Demonstrating the High-Performance Future of Hadoop at Strata

February 27, 2013 Paul M. Davis

Josh

The ten- and hundred-fold gains in productivity, speed, and accessibility that Pivotal HD brings to Hadoop took center stage at an afternoon breakout session at the Strata Conference on Wednesday, February 27th. Josh Klahr, Greenplum’s Vice President of Product Management, and Gavin Sherry, Senior Director of Engineering offered a deep dive into the High-Performance Future of the platform. Emphasizing Greenplum’s belief that Hadoop represents a fundamental paradigm shift, Klahr said, "relational databases changed the data fabric decades ago, and we believe Hadoop will change the data fabric in a similar fashion."

PivotalHD

The strengths of the platform are well-known within the enterprise: Hadoop is flexible, scalable, inexpensive, and fault-tolerant. A testament to that stability, Klahr shared that despite a disc failure during the Pivotal HD product launch on Monday morning, the demo went off without a hitch. Yet despite its many advantages, Hadoop presents numerous productivity challenges in the enterprise. There’s a fundamental skills gap within businesses using Hadoop, which often find it challenging to integrate the platform within the existing data environment. Klahr observed that in many enterprises, "people skilled in traditional BI or visualization tools have difficulty working with Hadoop for interactive analysis." Klahr cited an example case study, a large retailer boasting 2,000 Servers, 32,000 CPU Cores, 12,000 Disk Drives, and 128TB Memory, which only utilizes 20% of these prodigious resources.

Pivotal HD Architecture

Enter HAWQ, what Klahr named "The Crown Jewels of Greenplum," the result of 10 years of work on the Greenplum database. HAWQ, a scalable SQL database engine running on top of the Hadoop cluster, addresses the challenges of integrating Hadoop into an enterprise data environment. HAWQ is an SQL-compliant interface and query optimizer capable of horizontal scalability, robust data management, support for common Hadoop formats, interactive queries, and deep analytics. Moreover, it can eliminate the need to move large datasets between a Hadoop cluster running on commodity hardware, and a second environment for running SQL queries. This familiar process slows productivity, increases the risk of error, and requires analysts to pick and choose what data to pull out of the Hadoop cluster. "Our experience is that it’s a game-changer for customers who have been working with two different clusters," Klahr said.

HAWQ

Gavin Sherry shared deep insight into the architectural decisions made by Greenplum’s engineering team. The HAWQ Master Host runs directly on top of HDFS, parsing and optimizing queries, and managing data. This model offers cost-based optimization, robust join support, enhanced data security, multiple table formats, and more advantages, and has been "tested on a 1000 node best-of-breed cluster with academics and significant corporate partners," Sherry said.

Dynamic Pipelining

Unlike other efforts to bring SQL queries to Hadoop, HAWQ is lightning fast and stable, thanks to Dynamic Pipelining, a parallel data flow framework to stream data back through the cluster. It includes a run time execution environment, as well as a run time resource management layer, which ensures that queries are completed, even with very demanding queries requiring heavy cluster utilization. The query engine buffers data, spilling intermediate results to a local disk instead of HDFS, when necessary, Sherry explained. Presenting a demo to the audience, Sherry marveled at its speed, stating "it blows my mind that we’ve been able to so seamlessly integrate with Hadoop and deliver these results."
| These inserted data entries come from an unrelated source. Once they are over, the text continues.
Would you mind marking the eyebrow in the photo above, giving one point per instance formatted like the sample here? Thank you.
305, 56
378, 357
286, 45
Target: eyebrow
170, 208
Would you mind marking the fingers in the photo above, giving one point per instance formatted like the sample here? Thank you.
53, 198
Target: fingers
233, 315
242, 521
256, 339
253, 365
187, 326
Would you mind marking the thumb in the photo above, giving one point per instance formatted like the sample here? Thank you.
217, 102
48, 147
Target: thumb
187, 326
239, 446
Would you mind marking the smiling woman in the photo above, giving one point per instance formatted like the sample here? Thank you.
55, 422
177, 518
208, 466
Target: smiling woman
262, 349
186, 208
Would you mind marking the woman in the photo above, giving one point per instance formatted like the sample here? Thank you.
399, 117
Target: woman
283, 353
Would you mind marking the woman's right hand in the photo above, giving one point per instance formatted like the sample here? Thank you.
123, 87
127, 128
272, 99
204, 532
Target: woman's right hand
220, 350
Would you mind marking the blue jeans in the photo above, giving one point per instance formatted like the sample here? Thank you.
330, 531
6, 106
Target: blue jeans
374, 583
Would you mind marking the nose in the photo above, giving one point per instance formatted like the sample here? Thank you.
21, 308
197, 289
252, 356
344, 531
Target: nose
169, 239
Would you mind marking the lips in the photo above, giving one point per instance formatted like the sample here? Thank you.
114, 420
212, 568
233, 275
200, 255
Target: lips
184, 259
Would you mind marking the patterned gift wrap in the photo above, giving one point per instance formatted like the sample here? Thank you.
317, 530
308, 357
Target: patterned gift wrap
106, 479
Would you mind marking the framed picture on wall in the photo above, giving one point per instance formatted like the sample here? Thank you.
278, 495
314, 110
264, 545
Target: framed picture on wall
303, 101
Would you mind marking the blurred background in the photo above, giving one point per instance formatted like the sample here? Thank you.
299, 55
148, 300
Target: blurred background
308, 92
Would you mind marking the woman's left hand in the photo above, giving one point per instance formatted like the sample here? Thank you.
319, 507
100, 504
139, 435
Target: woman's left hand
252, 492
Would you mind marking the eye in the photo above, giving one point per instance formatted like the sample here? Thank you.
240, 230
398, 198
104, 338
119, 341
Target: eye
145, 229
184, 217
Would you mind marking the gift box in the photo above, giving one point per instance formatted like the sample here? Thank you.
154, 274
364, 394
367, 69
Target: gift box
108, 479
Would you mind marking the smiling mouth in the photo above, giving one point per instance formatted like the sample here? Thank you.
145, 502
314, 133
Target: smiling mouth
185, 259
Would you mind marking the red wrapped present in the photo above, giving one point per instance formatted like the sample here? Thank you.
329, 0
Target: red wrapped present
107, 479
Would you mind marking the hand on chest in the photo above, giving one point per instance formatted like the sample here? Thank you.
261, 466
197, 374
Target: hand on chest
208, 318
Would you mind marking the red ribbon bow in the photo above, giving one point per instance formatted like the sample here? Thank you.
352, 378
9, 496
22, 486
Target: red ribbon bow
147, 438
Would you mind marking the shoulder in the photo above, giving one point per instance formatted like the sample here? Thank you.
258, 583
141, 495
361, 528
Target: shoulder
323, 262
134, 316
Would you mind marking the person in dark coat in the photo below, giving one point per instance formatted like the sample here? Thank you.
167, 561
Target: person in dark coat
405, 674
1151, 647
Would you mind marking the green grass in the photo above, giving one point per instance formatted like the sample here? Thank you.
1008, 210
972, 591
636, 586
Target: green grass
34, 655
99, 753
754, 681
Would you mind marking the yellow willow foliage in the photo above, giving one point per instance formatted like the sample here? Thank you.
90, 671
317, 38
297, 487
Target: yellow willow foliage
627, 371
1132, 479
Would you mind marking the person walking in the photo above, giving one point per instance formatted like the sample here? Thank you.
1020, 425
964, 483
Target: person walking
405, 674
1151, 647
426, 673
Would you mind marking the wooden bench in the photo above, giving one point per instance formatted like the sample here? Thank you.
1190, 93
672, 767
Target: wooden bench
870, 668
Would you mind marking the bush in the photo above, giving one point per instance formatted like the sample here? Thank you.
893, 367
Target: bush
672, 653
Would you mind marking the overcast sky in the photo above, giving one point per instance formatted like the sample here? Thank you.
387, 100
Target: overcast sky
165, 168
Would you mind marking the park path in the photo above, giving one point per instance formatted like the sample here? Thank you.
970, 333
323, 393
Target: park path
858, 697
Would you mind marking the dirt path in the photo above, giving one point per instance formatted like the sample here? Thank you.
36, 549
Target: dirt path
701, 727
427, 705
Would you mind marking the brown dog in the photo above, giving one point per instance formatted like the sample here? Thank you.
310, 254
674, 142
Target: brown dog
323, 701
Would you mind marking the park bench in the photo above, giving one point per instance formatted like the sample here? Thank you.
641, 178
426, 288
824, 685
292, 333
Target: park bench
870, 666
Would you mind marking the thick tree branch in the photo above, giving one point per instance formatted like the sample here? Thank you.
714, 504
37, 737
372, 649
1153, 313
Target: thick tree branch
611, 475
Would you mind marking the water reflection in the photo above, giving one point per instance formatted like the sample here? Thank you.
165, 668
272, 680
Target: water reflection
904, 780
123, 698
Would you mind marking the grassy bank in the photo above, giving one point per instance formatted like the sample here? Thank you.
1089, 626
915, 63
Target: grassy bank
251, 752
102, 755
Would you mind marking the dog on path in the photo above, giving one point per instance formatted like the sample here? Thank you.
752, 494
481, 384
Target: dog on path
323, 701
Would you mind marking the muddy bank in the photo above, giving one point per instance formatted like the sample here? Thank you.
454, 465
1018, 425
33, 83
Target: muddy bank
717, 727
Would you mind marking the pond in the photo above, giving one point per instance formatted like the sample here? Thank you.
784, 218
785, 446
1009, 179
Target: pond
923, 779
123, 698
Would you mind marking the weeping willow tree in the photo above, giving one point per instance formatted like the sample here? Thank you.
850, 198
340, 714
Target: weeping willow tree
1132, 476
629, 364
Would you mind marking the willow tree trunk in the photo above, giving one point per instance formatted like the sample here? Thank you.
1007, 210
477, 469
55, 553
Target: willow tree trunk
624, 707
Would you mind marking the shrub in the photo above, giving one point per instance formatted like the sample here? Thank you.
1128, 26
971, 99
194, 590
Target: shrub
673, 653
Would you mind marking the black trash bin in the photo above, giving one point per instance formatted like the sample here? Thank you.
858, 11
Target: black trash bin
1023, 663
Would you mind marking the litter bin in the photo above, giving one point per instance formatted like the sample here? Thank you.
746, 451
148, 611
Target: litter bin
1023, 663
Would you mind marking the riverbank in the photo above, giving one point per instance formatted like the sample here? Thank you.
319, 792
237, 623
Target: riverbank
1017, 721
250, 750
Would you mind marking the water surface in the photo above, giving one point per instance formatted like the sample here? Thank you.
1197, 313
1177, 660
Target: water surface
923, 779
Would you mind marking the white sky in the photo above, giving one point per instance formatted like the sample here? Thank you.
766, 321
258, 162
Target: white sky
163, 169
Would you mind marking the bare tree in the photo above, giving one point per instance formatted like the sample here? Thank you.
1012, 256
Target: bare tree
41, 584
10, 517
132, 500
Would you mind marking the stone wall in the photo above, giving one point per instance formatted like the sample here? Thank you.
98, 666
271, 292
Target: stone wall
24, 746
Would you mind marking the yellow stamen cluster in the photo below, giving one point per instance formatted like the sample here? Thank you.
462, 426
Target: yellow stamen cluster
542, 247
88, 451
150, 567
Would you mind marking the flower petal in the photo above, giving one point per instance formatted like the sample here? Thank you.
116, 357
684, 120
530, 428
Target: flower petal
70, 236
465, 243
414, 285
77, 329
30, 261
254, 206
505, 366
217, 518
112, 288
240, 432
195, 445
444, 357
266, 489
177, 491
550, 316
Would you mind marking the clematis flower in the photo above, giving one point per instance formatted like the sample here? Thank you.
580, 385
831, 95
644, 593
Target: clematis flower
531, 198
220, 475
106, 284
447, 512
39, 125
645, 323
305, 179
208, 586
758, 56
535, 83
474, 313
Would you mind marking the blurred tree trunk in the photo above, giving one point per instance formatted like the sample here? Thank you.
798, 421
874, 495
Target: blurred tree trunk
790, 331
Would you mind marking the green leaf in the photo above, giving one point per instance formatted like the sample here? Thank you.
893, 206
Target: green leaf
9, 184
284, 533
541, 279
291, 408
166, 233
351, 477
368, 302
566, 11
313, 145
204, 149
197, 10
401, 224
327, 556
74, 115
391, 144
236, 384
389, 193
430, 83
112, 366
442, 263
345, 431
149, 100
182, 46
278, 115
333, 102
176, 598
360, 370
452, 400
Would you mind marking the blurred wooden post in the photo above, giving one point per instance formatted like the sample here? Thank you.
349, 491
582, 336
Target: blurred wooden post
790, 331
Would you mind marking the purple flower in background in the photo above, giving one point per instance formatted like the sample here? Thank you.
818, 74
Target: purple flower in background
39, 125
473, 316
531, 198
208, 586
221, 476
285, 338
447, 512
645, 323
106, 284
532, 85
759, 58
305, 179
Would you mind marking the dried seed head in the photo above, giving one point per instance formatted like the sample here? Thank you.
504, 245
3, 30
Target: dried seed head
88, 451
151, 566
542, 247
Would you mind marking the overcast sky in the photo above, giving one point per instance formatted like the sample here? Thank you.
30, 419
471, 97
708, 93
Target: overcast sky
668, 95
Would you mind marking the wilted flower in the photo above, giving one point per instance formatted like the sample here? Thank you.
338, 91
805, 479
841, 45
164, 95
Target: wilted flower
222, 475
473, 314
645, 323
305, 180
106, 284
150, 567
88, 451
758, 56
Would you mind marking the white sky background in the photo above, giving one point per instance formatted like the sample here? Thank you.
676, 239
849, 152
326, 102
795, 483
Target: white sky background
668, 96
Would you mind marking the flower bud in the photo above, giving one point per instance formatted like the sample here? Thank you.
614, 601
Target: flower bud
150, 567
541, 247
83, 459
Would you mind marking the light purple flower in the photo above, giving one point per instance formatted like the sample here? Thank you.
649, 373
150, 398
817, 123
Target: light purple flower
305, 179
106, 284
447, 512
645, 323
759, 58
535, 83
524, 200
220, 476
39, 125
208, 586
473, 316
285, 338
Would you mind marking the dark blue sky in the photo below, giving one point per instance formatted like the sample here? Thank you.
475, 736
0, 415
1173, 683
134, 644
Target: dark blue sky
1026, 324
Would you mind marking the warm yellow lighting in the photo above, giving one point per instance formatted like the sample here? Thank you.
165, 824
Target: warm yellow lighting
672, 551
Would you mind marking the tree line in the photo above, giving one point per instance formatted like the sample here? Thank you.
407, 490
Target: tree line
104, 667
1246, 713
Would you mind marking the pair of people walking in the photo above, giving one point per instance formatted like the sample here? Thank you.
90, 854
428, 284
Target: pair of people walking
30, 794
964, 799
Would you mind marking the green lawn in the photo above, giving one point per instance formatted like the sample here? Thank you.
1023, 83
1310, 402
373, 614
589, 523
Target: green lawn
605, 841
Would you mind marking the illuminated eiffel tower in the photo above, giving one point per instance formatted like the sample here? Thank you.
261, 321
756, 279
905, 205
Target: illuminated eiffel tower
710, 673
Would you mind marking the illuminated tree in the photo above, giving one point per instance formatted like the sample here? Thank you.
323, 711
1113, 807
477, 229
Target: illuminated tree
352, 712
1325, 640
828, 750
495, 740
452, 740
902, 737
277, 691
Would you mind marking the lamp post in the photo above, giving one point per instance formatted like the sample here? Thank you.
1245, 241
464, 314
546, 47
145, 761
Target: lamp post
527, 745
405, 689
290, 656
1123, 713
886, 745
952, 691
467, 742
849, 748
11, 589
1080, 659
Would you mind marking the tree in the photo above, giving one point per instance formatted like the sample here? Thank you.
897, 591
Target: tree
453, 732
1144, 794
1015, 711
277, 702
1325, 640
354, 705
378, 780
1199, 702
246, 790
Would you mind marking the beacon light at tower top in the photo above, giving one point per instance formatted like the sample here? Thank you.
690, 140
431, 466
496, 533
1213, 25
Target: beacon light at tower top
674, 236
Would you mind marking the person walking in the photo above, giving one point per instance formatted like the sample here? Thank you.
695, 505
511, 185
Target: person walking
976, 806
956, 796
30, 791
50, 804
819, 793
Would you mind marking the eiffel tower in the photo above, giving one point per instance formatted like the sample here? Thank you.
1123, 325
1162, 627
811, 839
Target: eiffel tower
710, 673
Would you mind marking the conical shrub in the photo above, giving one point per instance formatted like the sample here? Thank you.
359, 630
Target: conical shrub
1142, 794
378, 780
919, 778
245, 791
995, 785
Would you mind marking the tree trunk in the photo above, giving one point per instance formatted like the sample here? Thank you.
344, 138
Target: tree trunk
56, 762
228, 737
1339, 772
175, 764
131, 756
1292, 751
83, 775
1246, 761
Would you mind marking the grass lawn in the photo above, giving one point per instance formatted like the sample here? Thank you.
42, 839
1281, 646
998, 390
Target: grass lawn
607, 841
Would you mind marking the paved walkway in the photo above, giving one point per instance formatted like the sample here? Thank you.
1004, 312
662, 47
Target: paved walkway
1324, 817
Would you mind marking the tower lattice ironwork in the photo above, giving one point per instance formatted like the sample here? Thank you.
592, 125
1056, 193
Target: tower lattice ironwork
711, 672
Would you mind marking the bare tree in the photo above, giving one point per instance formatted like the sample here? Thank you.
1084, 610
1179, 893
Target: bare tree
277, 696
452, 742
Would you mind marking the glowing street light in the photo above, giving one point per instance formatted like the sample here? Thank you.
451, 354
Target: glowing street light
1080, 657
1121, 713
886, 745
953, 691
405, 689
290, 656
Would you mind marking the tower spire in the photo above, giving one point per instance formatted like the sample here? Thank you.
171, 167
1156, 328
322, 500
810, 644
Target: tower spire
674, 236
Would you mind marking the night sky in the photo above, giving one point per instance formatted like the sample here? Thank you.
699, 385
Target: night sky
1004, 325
Klahr returned to demo HAWQ from a more traditional BI perspective. Klahr using his data visualization tool of choice, Tableau, to demo an interactive query on a billion rows of data, delivered in real-time from a Hadoop cluster in Las Vegas. He noted that he was using an off-the-shelf version of Tableau, and that the software views the cluster to be a traditional SQL database, no modifications required.

HAWQ Benchmarks vs. HiveHAWQ Benchmarks vs. Impala

Closing out the session, Klahr and Sherry presented a number of impressive results from benchmark tests. Greenplum compared a set of queries that completed using Hive, Impala, and HAWQ, using an industry standard dataset and two identical clusters, Pivotal HD and CDH. "A query you could do in 24 hours in Hive, we’re seeing them being done in 3 minutes," Klahr said. In horizontal scale testing, he added, "with HAWQ, as we doubled the number of nodes, we cut the query processing time in half." The increase in speed, productivity, and usability are transformational, Klahr emphasized. He closed the session by reiterating "The Importance of 10x," citing Steven Levy of Wired‘s observation, "Thousand-percent improvement requires rethinking problems entirely, exploring the edges of what’s technically possible, and having a lot more fun in the process."